И Торбиха – о, у Торбихи из рук не выпадет! – чувствуя, что каждое её слово в цене за золото идёт, пустилась со всей обстоятельностью, в деталях расписывать, как её встретили ладом да шиком, как закатили в её честь роскошную вечёрку, как стали сходиться гости и как тут-то Торбиха и вспомни про фотографию, вспомни и спроси и хозяев, и первых гостей, а не слыхал ли кто про деда Голованя. Ну пропал же такой человече без вестей!

– Это когда ж и успели запихнуть его в пропащои? – говорят ей и кажут в окно на пару, что приближалась. Мелконький старичок не то вёл, не то сам для надёжности держался – и это было всего вероятней – за середину опущенной руки ещё крепкой женщины под годами. – Наш Иванко ещё хват на все заставки. Собственной персоной! С собственной мадамкой Любицей! Бачь, саукался пар-разитяра!
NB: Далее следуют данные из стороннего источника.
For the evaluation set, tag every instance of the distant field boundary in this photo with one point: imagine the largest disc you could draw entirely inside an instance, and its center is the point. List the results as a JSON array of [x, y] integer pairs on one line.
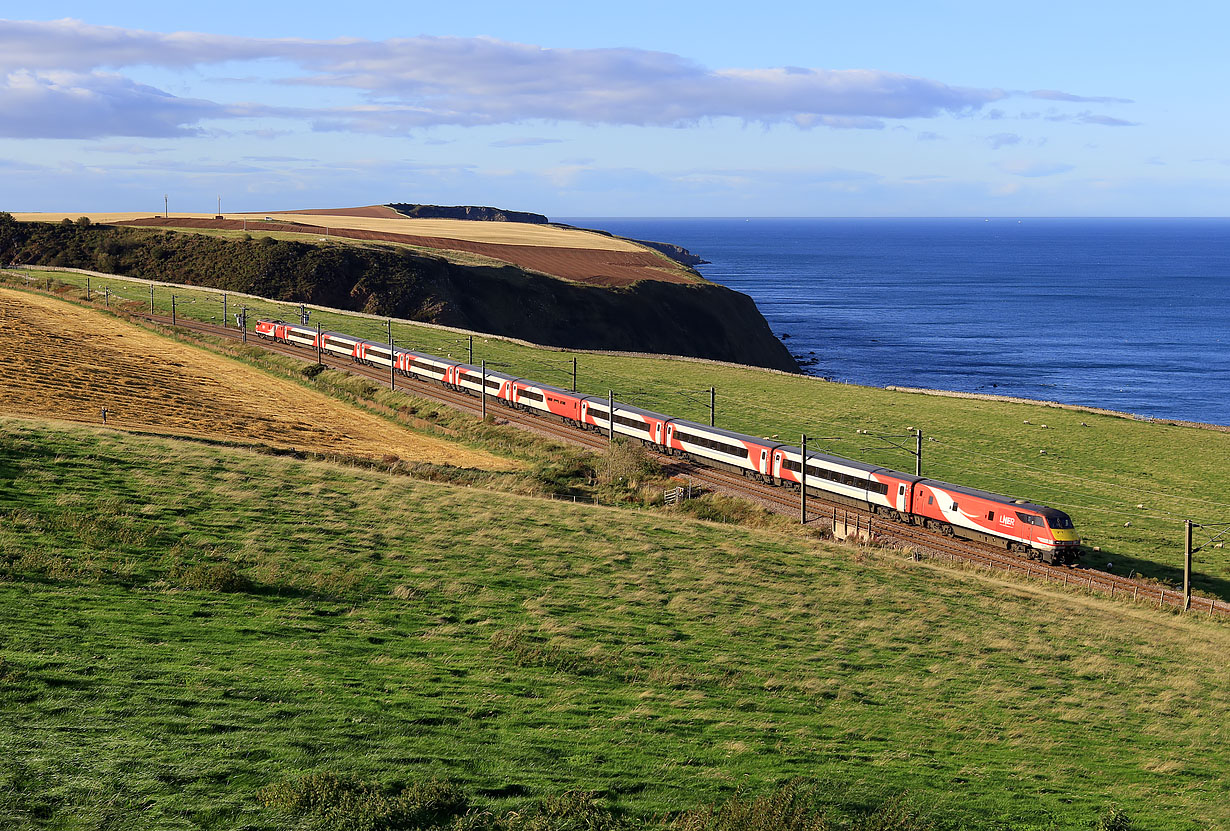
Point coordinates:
[[530, 344]]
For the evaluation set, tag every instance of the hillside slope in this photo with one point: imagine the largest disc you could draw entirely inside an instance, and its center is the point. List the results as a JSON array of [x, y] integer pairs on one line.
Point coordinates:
[[399, 632]]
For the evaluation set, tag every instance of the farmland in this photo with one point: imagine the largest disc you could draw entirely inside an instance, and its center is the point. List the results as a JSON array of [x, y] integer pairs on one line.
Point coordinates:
[[567, 253], [69, 363]]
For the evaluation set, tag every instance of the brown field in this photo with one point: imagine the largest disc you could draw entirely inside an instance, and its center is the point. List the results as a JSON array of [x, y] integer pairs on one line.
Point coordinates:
[[68, 363], [579, 256]]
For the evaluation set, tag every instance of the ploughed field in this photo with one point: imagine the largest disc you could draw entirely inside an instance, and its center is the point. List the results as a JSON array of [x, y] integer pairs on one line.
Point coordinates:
[[568, 253], [187, 632], [69, 363]]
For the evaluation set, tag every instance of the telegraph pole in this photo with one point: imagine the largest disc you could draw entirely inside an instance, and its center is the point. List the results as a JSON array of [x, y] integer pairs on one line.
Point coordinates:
[[392, 374], [802, 483]]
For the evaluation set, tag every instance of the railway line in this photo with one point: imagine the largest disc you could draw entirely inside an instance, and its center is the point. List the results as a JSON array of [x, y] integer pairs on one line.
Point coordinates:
[[844, 521]]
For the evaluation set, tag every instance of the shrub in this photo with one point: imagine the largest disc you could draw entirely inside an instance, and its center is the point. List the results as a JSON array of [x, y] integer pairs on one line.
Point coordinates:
[[1114, 819], [792, 807], [210, 577], [331, 803]]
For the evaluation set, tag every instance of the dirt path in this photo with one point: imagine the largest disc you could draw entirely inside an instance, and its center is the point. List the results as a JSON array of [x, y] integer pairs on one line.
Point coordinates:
[[68, 363]]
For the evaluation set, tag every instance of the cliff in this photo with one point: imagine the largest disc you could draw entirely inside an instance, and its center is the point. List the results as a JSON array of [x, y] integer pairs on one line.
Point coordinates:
[[700, 320]]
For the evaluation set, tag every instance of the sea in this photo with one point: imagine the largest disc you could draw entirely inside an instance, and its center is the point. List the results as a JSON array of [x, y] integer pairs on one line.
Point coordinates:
[[1130, 315]]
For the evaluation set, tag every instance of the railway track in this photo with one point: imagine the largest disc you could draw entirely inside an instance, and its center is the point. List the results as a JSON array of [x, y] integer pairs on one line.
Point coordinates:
[[844, 521]]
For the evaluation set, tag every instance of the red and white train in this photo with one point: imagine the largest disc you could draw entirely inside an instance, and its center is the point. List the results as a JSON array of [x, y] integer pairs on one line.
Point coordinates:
[[952, 509]]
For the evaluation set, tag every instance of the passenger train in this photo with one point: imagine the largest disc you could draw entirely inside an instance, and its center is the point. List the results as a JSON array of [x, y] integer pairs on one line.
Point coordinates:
[[1038, 531]]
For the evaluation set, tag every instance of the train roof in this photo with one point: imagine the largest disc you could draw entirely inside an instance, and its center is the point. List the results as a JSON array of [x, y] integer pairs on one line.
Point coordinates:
[[479, 370], [991, 497], [839, 460], [717, 430], [627, 408]]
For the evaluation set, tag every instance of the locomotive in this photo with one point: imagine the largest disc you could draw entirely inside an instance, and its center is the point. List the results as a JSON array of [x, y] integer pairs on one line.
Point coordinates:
[[1037, 531]]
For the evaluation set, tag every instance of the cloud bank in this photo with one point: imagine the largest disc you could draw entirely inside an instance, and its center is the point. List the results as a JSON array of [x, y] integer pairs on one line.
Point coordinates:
[[62, 79]]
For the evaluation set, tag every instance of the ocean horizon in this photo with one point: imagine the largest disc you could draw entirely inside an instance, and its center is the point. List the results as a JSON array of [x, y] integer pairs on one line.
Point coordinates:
[[1123, 314]]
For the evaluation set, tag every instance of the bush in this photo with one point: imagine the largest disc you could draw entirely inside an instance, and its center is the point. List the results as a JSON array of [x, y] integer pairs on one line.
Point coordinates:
[[1114, 819], [210, 577], [626, 464], [568, 811], [793, 807]]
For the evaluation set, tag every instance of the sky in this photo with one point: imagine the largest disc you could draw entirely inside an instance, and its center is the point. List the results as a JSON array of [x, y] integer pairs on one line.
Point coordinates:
[[942, 108]]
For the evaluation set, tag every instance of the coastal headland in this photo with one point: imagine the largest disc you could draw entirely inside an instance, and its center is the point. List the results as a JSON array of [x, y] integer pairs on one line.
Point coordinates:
[[549, 284]]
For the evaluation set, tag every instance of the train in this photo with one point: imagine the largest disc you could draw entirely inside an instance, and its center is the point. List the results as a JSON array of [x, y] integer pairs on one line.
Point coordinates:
[[1033, 530]]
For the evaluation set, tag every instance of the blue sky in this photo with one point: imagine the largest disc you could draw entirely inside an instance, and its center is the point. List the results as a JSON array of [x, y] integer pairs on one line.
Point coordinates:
[[630, 110]]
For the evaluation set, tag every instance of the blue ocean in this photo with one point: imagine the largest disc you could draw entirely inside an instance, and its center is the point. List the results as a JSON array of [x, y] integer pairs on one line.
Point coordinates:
[[1126, 314]]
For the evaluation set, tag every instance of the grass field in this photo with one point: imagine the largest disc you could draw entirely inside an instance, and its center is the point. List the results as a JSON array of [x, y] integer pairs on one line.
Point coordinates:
[[1128, 484], [150, 382], [167, 654]]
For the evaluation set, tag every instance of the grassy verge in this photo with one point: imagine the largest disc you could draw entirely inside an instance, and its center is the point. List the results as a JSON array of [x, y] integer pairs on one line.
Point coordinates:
[[186, 655], [1128, 484]]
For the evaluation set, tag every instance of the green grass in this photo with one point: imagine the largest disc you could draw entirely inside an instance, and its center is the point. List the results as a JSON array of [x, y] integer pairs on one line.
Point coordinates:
[[1100, 468], [187, 630]]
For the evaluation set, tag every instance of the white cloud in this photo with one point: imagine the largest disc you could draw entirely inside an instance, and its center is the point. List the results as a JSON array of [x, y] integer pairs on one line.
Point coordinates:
[[524, 141], [1003, 140], [63, 105], [1031, 169], [411, 82]]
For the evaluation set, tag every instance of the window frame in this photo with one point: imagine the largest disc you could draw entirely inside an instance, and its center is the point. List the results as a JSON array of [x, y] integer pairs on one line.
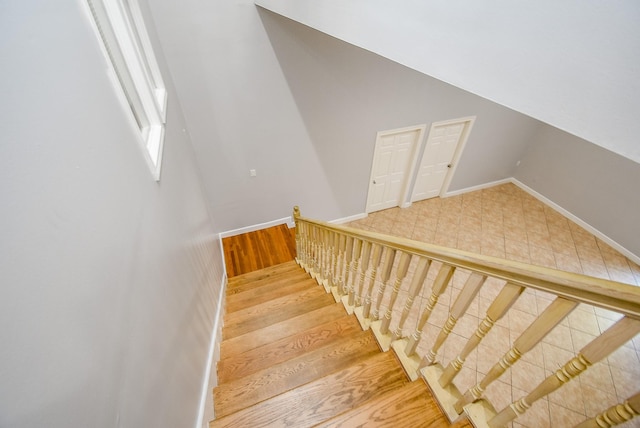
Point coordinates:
[[124, 38]]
– От живой жены женился? – темнея, удушенно прошептала старуха. – Что ты, Елизавета?! Из-под измороси да под ливень… Не бей язык попусту. Не верю! – обрубила с твёрдой решимостью.

– А думаете, – вкрадчиво стелется Торбихин голос, – я сразу поверила? Подождала… Входят… Разглядела я дедка. Не об чём, бабо, скажу я, тужить. Коржавенький бухенвальдский крепыш… Согнулся, как гриб при дороге. Ветхонький… А завидел меня, кто и прыти дал, бежака ко мне – ему про меня уже сорочили, – руки трясучие даёт:

«Дочурчинка… моя… Лизаветушка… Что ты принесла мне с родного краю?»

«Поклон от бабы Ани. От хлопцев».

Он так и отдёрнулся от меня… Будто громом его по уху огрело:

«Ка-ак?!.. Они ж-ж-живы?!»

«А чего б это им и не быть живу? Вы вон, извинить, при новой хозяйке казакуете! А Ваша баба Аня дотеперь щэ удруге не отдалась…[6] Дотеперь всё верит-надеется на встречку… Полвека ждёт! О! Подвиг русской любви!»

5

От реrfеktne (чешское) – отлично.

6

До теперь у друге не отдалась – до настоящего времени не вышла вторично замуж.